Die Zukunft des Quantum Computings


Diese Studie soll Aufschluss über die immaterielle Zukunft des Quantum Computings im Jahr 2030 geben.

Fast hundert Jahre nach der Entdeckung, dass die Quantenmechanik das Innenleben der Welt regiert, steht die Menschheit nun kurz vor der praktischen Nutzung dieser Macht. Während der ersten Quantenrevolution entdeckten Wissenschaftler*innen, dass die Regeln der physischen Realität weit von denen der klassischen Wissenschaft entfernt liegen. Das forderte ihr Verständnis für das Mögliche heraus. Bei der zweiten Quantenrevolution geht es jedoch darum, diese Quanteneffekte auf gesellschaftlicher und individueller Ebene zu nutzen - diese Entwicklung schreitet zügig voran. In den nächsten zehn Jahren werden Unternehmen, Branchen und Startups versuchen, die enormen Fortschritte bei der Erkennung und Manipulation einzelner Quantenobjekte zu nutzen, um ihre Position auf einem globalen Markt weiter auszubauen.

Bereits heute unterstützen Regierungen weltweit die zweite Quantenrevolution mit enormen finanziellen Mitteln.
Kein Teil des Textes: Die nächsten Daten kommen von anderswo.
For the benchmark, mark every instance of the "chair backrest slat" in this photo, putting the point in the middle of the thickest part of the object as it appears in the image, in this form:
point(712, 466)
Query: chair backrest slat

Das Flaggschiff der Europäischen Union für Quantentechnologien verfügt über ein Gesamtbudget von 1 Mrd. EUR für das nächste Jahrzehnt. Die USA starteten Ende 2019 ihre nationale Quanteninitiative, die 1,2 Milliarden US-Dollar für die Quanteninformationswissenschaft in den ersten fünf Jahren bereitstellte. China investiert ebenfalls in großem Stil in diese Technologie und hat im Rahmen eines aktuellen Fünfjahresplans ein Megaprojekt für Quantenkommunikation und Quantencomputer gestartet. Darüber hinaus baut China mit einer anfänglichen Investition von 1 Milliarde US-Dollar ein nationales Labor für Quanteninformationswissenschaften, das voraussichtlich im nächsten Jahr eröffnet wird. Die erste Quantenrevolution basierte auf der Motivation, die Grenzen und Rätsel der klassischen Physik zu verstehen. Bei der zweiten Quantenrevolution ist der Motivator, die physische Realität der Zukunft mitzugestalten.
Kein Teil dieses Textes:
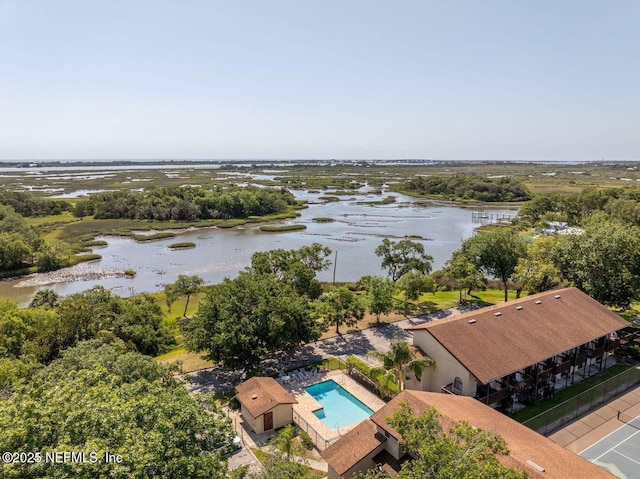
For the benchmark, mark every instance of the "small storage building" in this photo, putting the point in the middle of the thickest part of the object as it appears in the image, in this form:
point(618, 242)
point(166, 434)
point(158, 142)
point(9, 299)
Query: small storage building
point(265, 404)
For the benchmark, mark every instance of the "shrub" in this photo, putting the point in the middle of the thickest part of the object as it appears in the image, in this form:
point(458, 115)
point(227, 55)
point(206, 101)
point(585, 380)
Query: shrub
point(306, 439)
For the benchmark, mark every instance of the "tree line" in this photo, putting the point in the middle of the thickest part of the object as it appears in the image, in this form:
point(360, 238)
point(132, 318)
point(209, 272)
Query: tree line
point(21, 247)
point(622, 204)
point(469, 187)
point(186, 203)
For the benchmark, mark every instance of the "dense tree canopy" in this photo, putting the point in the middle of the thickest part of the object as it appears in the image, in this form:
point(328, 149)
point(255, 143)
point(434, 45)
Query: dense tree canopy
point(496, 253)
point(469, 186)
point(397, 360)
point(20, 246)
point(462, 269)
point(297, 268)
point(28, 204)
point(338, 307)
point(186, 203)
point(398, 258)
point(44, 331)
point(101, 398)
point(604, 261)
point(241, 320)
point(622, 204)
point(379, 295)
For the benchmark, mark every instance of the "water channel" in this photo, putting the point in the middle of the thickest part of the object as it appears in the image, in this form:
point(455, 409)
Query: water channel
point(358, 227)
Einer der faszinierenden Aspekte dieser Studie ist, dass die zu Beginn des 20. Jahrhunderts entdeckten Grundprinzipien der Quantenmechanik auch für einen langjährigen Experten auf diesem Gebiet weiterhin nicht intuitiv und nur schwer zu verstehen sind. Die Welt der Quanten, wie Max Planck sie nannte, wird durch Energiemengen definiert, die in verschiedenen Experimenten zur Aufdeckung neuer Prinzipien der Quantenphysik untersucht und konzeptualisiert wurden.

Zu diesen Prinzipien gehörten: die Wellenpartikel-Dualität, das Konzept der Überlagerung und das Prinzip der Verschränkung. Das Paradox der Wellenteilchen-Dualität beschreibt die Tatsache, dass sich Quantenobjekte wie Photonen oder Elektronen manchmal wie Wellen und manchmal wie Teilchen verhalten. Die Überlagerung ist ein Kernprinzip der Quantenmechanik. Dieses Prinzip besagt, dass zwei beliebige Quantenzustände addiert werden können und das Ergebnis ein weiterer gültiger Quantenzustand ist. Und genau darum geht es, wenn wir sagen, dass ein Qubit gleichzeitig 1 und 0 sein kann. Und der Begriff der Verschränkung umfasst die Idee, dass Teilchen miteinander interagieren können, selbst wenn sie getrennt sind. Das bedeutet, dass die Manipulation eines Teilchens auch das andere Teilchen verändert. Albert Einstein nannte das Phänomen der verschränkten Teilchen „spukhafte Fernwirkung“.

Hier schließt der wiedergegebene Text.